Why Japanese Killifish are Calling the ISS ‘Home’
Tuesday, August 21st, 2012
by AJ Plunkett
The Medaka, or Japanese killifish, have the distinction of being the first vertebrates to mate and reproduce in space. If that weren’t enough, soon they will be answering the call of science again, producing offspring onboard the International Space Station in an experiment examining how radiation and microgravity in space affect multiple generations of a species.
To do so, a popular freshwater fish, the Medaka, will be kept in a special space aquarium recently delivered to the ISS aboard an unmanned Japanese cargo ship.
The experiment is one of several that Japanese scientists have designed to examine how spending long periods in the microgravity of space can impact bone degradation, muscle atrophy, and biological development.
The findings could lead to improvements in health care on Earth, “especially for the aging society,” Nobuyoshi Fujimoto told NASA recently. Fujimoto is Associate Senior Engineer for the Space Environment Utilization Center of the Japanese Aerospace Exploration Agency, often referred to as ‘JAXA’.
While the aim of the experiments is to improve health on Earth, scientists hope the findings will also help researchers design radiation shielding for spacecraft intended for long-term space exploration.
Why the Medaka?
The Medaka are considered to be the best specimens to use in these experiments, in part because they are transparent, which allows for easier viewing of their internal organs, and in part because they breed so easily and quickly in microgravity.
Scientists are hoping for the fish to produce at least three sets of offspring during the 90-day experiment.
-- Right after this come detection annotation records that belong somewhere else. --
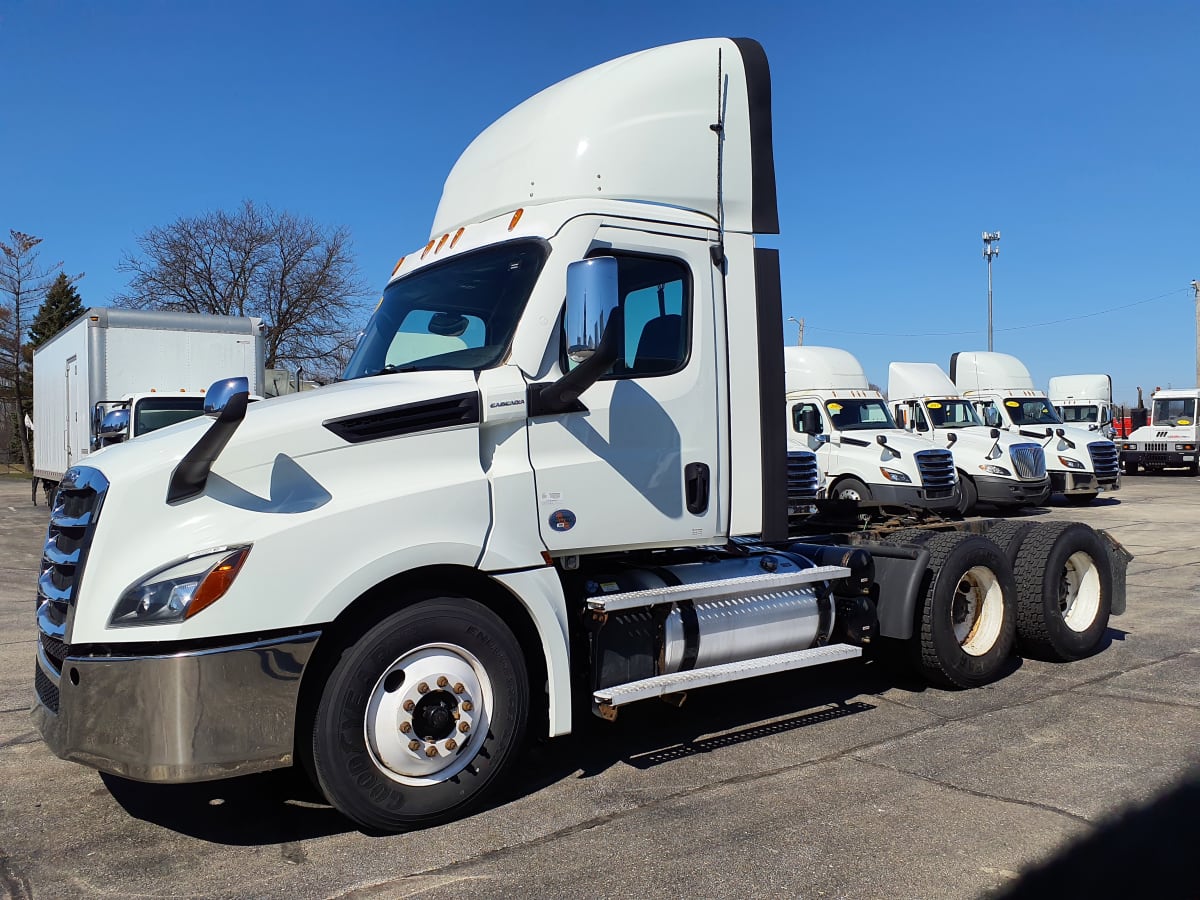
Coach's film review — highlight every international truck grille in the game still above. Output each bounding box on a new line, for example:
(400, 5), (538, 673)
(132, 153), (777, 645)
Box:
(1009, 444), (1046, 478)
(787, 450), (821, 506)
(1087, 440), (1120, 478)
(323, 394), (479, 444)
(37, 467), (108, 676)
(913, 449), (954, 497)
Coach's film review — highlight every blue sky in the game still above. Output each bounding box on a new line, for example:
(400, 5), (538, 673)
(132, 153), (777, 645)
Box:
(0, 0), (1200, 402)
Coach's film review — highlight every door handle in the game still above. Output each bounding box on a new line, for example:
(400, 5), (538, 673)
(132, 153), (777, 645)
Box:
(683, 462), (708, 516)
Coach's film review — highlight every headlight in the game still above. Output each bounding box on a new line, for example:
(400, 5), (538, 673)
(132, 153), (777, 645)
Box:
(108, 547), (250, 628)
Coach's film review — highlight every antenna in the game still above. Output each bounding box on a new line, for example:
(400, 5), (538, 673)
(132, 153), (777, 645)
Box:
(708, 47), (725, 271)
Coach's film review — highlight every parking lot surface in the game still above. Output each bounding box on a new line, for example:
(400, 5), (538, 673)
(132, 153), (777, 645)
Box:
(0, 474), (1200, 898)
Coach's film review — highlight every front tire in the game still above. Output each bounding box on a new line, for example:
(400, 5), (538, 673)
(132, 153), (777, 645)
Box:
(312, 596), (529, 832)
(917, 533), (1016, 688)
(1015, 522), (1112, 662)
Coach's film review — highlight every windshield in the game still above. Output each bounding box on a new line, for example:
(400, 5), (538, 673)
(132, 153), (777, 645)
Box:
(1058, 407), (1100, 425)
(1153, 397), (1196, 425)
(133, 396), (204, 437)
(826, 400), (896, 431)
(1004, 397), (1062, 425)
(925, 400), (983, 428)
(343, 240), (550, 379)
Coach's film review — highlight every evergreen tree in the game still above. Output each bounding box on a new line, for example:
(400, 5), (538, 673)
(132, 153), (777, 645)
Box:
(29, 272), (83, 347)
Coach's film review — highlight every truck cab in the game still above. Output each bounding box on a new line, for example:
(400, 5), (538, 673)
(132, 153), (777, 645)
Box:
(784, 347), (959, 510)
(1046, 374), (1116, 440)
(950, 350), (1121, 505)
(888, 362), (1050, 515)
(1118, 388), (1200, 475)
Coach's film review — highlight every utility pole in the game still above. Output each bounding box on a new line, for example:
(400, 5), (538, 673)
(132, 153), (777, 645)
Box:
(983, 232), (1000, 353)
(787, 314), (806, 348)
(1192, 281), (1200, 388)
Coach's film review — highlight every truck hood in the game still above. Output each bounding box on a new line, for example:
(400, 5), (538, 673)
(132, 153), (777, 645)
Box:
(84, 371), (478, 489)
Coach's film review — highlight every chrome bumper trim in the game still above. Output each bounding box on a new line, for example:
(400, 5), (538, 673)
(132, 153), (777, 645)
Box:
(32, 631), (320, 782)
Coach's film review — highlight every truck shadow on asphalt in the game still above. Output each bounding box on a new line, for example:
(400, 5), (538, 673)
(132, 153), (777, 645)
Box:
(101, 658), (974, 846)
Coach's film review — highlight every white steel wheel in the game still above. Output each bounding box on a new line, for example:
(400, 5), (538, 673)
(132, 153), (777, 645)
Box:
(1058, 550), (1100, 632)
(364, 644), (493, 785)
(950, 565), (1004, 656)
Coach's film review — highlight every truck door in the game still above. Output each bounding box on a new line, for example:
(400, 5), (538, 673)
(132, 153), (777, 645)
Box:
(529, 227), (728, 552)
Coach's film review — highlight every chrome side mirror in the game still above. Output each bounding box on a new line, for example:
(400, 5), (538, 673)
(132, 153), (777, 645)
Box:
(563, 257), (619, 367)
(96, 409), (130, 446)
(204, 376), (250, 419)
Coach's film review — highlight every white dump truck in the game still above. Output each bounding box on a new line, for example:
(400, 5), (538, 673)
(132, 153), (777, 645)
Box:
(888, 362), (1050, 515)
(784, 347), (959, 510)
(32, 38), (1128, 830)
(34, 307), (263, 496)
(1117, 388), (1200, 475)
(950, 350), (1121, 506)
(1046, 374), (1116, 440)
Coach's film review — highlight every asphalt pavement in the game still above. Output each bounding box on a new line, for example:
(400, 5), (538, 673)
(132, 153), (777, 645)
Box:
(0, 473), (1200, 900)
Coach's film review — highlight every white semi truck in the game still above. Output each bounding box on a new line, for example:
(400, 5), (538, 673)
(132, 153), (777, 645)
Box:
(1046, 374), (1116, 440)
(34, 307), (263, 497)
(784, 347), (958, 510)
(1117, 388), (1200, 475)
(32, 38), (1128, 830)
(950, 350), (1121, 506)
(888, 362), (1050, 515)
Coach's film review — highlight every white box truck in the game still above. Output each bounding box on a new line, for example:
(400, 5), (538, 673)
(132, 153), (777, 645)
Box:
(950, 350), (1121, 506)
(888, 362), (1050, 515)
(32, 38), (1128, 830)
(1046, 374), (1116, 440)
(1117, 388), (1200, 475)
(784, 347), (958, 510)
(34, 307), (263, 496)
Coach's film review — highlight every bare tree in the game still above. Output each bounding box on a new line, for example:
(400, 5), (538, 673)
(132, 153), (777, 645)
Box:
(0, 229), (62, 472)
(116, 200), (367, 378)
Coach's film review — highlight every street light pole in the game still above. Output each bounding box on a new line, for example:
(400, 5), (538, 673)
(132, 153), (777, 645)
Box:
(983, 232), (1000, 353)
(787, 316), (804, 347)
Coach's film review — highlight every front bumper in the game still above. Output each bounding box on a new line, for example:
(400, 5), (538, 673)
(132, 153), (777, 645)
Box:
(974, 475), (1050, 506)
(1050, 472), (1121, 493)
(32, 631), (320, 782)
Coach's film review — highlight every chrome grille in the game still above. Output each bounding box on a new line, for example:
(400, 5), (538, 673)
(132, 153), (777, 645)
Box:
(1008, 444), (1046, 478)
(37, 467), (108, 672)
(913, 449), (954, 491)
(787, 450), (821, 506)
(1087, 440), (1120, 478)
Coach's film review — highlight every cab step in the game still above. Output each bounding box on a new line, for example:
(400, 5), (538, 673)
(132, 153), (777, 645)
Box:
(588, 565), (850, 612)
(592, 643), (863, 719)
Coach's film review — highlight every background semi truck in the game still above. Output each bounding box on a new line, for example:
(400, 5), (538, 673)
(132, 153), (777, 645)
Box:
(1118, 388), (1200, 475)
(888, 362), (1050, 515)
(34, 38), (1128, 830)
(784, 347), (958, 510)
(950, 350), (1121, 505)
(1046, 374), (1116, 440)
(34, 307), (263, 496)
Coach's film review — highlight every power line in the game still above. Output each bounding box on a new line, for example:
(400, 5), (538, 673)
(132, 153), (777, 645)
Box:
(804, 287), (1192, 337)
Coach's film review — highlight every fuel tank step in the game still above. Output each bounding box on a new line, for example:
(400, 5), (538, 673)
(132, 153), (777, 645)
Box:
(588, 565), (850, 612)
(592, 648), (863, 719)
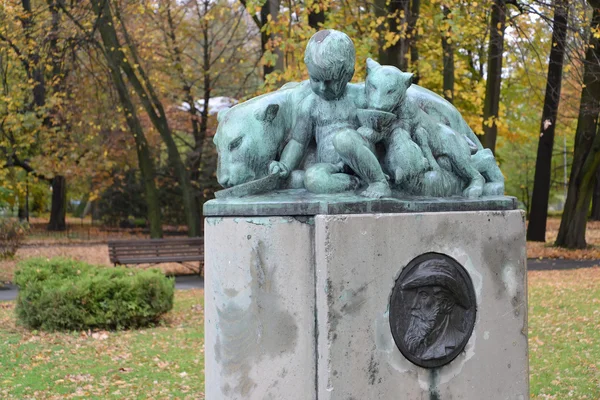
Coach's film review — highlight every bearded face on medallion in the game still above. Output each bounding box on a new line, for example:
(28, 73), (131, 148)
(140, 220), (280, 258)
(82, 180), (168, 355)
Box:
(390, 253), (476, 368)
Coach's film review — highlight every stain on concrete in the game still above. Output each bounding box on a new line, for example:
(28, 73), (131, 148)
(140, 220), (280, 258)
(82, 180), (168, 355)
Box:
(214, 241), (298, 398)
(429, 368), (440, 400)
(340, 282), (370, 315)
(367, 353), (379, 386)
(206, 217), (223, 226)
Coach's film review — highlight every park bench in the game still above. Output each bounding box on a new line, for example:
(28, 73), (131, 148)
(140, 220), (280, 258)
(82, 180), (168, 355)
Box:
(108, 238), (204, 275)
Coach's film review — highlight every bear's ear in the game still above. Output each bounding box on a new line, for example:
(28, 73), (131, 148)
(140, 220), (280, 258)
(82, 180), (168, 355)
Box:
(367, 58), (381, 75)
(217, 108), (229, 122)
(254, 104), (279, 124)
(402, 72), (414, 89)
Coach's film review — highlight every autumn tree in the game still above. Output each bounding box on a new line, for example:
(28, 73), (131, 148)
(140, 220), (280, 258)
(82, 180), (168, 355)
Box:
(0, 0), (77, 231)
(527, 0), (569, 242)
(556, 0), (600, 249)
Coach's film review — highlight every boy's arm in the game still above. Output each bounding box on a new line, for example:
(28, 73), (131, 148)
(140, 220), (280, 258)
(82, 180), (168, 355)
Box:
(269, 102), (313, 178)
(413, 126), (440, 170)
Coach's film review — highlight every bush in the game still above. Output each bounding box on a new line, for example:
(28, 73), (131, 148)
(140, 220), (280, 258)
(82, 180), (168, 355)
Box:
(15, 258), (175, 331)
(0, 218), (29, 260)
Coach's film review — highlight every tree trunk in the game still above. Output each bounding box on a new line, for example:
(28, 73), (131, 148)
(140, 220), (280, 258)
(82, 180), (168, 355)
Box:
(442, 6), (454, 103)
(308, 1), (325, 31)
(555, 6), (600, 249)
(483, 0), (506, 153)
(590, 169), (600, 221)
(94, 3), (162, 238)
(47, 175), (67, 231)
(409, 0), (421, 85)
(527, 0), (569, 242)
(92, 0), (201, 237)
(375, 0), (410, 71)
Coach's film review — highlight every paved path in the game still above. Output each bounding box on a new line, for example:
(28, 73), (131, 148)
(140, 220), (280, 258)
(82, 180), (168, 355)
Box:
(0, 275), (204, 301)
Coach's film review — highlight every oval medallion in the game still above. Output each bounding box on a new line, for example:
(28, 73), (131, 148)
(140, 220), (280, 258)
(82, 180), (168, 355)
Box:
(390, 253), (477, 368)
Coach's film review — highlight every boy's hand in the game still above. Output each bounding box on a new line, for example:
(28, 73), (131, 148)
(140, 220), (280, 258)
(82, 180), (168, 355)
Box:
(269, 161), (290, 178)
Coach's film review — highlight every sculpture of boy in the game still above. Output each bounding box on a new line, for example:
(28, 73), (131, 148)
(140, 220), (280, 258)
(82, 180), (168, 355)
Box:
(269, 30), (391, 198)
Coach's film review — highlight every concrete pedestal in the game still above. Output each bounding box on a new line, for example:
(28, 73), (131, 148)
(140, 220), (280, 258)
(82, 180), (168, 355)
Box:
(205, 196), (529, 400)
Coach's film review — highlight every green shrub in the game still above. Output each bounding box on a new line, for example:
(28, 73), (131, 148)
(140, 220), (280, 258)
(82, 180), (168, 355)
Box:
(0, 218), (29, 260)
(15, 258), (175, 331)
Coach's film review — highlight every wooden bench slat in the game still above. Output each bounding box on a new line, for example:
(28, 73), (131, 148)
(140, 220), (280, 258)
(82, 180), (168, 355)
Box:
(108, 238), (204, 273)
(116, 256), (204, 264)
(108, 238), (204, 247)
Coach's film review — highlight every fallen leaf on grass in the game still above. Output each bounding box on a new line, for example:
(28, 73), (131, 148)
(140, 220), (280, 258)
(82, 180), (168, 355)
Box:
(92, 331), (108, 340)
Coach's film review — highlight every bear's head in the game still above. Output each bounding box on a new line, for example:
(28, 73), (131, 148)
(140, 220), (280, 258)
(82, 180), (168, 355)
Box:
(365, 58), (413, 112)
(213, 101), (285, 188)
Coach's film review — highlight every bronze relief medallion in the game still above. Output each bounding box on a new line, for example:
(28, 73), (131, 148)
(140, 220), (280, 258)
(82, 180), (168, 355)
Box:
(390, 253), (477, 368)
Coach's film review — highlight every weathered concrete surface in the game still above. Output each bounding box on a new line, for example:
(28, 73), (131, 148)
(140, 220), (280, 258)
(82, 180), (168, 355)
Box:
(315, 211), (529, 400)
(205, 217), (316, 400)
(204, 189), (517, 217)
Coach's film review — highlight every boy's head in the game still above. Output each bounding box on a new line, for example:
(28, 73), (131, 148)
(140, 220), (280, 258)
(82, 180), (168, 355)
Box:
(304, 29), (356, 100)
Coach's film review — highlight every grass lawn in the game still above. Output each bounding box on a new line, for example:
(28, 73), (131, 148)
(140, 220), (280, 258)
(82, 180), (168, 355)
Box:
(0, 268), (600, 400)
(528, 267), (600, 400)
(0, 290), (204, 399)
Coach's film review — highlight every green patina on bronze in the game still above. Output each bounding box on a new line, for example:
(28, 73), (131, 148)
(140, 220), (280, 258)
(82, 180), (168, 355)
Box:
(214, 29), (504, 199)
Multiple generations will be “a first for fish in space,” Fujimoto said.
Researchers will look for genetic mutations that might occur among the offspring, and will also mate male fish just returned from space with females kept on Earth to see how the space environment might have affected sperm.
The Medaka, or Oryzias latipes, are also ideal for this type of experiment because scientists already have the entire Medaka genome identified, making it easier to spot mutations.
And, apparently, they just handle space really well. Other trips into space have shown that certain strains of Medaka don’t get space sick like other fish.
(Yes, fish do get seasick and space sick, just like humans, because both share a remarkably similar inner-ear structure. Humans get sick in space because it’s hard for the brain to tell the inner ear which way is up — in microgravity there is no up. Fish just show it a different way: they swim in circles.)
The Aquatic Habitat feature two habitation chambers, automatic feeding, temperature control, LED lights to simulate day and night cycles, and a “stabilized area for oxygen that will enable fish to ‘peck’ air,” according to NASA information.
The aquarium was delivered aboard the Kounotori 3, the third unmanned cargo craft that Japan has sent up to the space station. It was snagged out of orbit and brought into dock by astronaut Akihiko Hoshide using the Space Station’s Canadarm. (Hoshide was the first JAXA astronaut to use the robotic arm.)
The fish will be housed in the largest of the experiment modules on the ISS, the Kibo Laboratory, which was one of the last modules of the Space Station installed. It was included in the project, in part, because of Japan’s success with various fish experiments aboard the Space Shuttle. Among the types of fish used in those experiments? Yep, you guessed it, the Medaka.
AJ Plunkett is a freelance writer in Virginia with experience in covering defense and aerospace industries as well as the military. AJ blogs via Contently.com.